Mutably borrows from an owned value.

impl<I, T> Clone for IndexVec<I, T>

where I: Clone + Idx, T: Clone,

fn clone(&self) -> IndexVec<I, T>

Returns a copy of the value.

fn clone_from(&mut self, source: &Self)

Performs copy-assignment from source.

impl<I, T> Debug for IndexVec<I, T>

where I: Idx, T: Debug,

fn fmt(&self, fmt: &mut Formatter<'_>) -> Result<(), Error>

Formats the value using the given formatter.

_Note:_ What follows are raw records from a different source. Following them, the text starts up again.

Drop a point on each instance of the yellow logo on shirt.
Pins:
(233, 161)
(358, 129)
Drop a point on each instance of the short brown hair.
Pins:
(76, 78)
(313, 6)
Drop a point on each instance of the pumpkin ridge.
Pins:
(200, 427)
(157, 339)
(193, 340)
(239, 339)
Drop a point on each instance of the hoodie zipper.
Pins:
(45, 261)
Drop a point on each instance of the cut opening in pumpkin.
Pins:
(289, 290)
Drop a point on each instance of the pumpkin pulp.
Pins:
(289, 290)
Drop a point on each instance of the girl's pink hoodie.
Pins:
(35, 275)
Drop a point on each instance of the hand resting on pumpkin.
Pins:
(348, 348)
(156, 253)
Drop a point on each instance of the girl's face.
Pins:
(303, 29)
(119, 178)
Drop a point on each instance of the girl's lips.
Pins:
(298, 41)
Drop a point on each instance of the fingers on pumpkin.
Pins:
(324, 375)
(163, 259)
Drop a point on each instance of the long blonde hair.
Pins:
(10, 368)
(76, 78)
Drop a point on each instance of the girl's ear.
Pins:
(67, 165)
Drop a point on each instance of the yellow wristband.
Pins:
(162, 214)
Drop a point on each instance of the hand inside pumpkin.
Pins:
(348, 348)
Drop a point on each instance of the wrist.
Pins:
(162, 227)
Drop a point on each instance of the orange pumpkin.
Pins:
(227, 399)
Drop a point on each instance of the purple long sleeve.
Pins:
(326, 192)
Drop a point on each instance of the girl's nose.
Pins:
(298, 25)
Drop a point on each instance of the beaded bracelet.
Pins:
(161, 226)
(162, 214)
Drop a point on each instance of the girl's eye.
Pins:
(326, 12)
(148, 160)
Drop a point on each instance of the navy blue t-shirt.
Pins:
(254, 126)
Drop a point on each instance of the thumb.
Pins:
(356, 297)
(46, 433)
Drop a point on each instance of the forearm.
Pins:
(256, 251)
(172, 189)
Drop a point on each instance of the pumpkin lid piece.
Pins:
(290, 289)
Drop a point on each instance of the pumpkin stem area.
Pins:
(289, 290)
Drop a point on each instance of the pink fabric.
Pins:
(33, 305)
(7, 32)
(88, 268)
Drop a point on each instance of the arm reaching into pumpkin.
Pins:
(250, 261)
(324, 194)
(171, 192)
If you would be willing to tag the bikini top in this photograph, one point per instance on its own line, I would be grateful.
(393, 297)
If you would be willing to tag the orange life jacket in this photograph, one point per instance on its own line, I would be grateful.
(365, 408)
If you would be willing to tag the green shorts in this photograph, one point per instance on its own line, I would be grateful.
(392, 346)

impl<'a, 'tcx> Decodable<CacheDecoder<'a, 'tcx>> for &'tcx IndexVec<Promoted, Body<'tcx>>

fn decode( d: &mut CacheDecoder<'a, 'tcx>, ) -> &'tcx IndexVec<Promoted, Body<'tcx>>

impl<D, I, T> Decodable<D> for IndexVec<I, T>

where D: Decoder, I: Idx, T: Decodable<D>,

fn decode(d: &mut D) -> IndexVec<I, T>

impl<I, T> Default for IndexVec<I, T>

where I: Idx,

fn default() -> IndexVec<I, T>

Returns the “default value” for a type.

impl<I, T> Deref for IndexVec<I, T>

where I: Idx,

type Target = IndexSlice<I, T>

The resulting type after dereferencing.

fn deref(&self) -> &IndexSlice<I, T>

Dereferences the value.

impl<I, T> DerefMut for IndexVec<I, T>

where I: Idx,

fn deref_mut(&mut self) -> &mut IndexSlice<I, T>

Mutably dereferences the value.

impl<S, I, T> Encodable<S> for IndexVec<I, T>

where S: Encoder, I: Idx, T: Encodable<S>,

fn encode(&self, s: &mut S)

impl<I, T> Extend<T> for IndexVec<I, T>

where I: Idx,

fn extend<J>(&mut self, iter: J)

where J: IntoIterator<Item = T>,

Extends a collection with the contents of an iterator.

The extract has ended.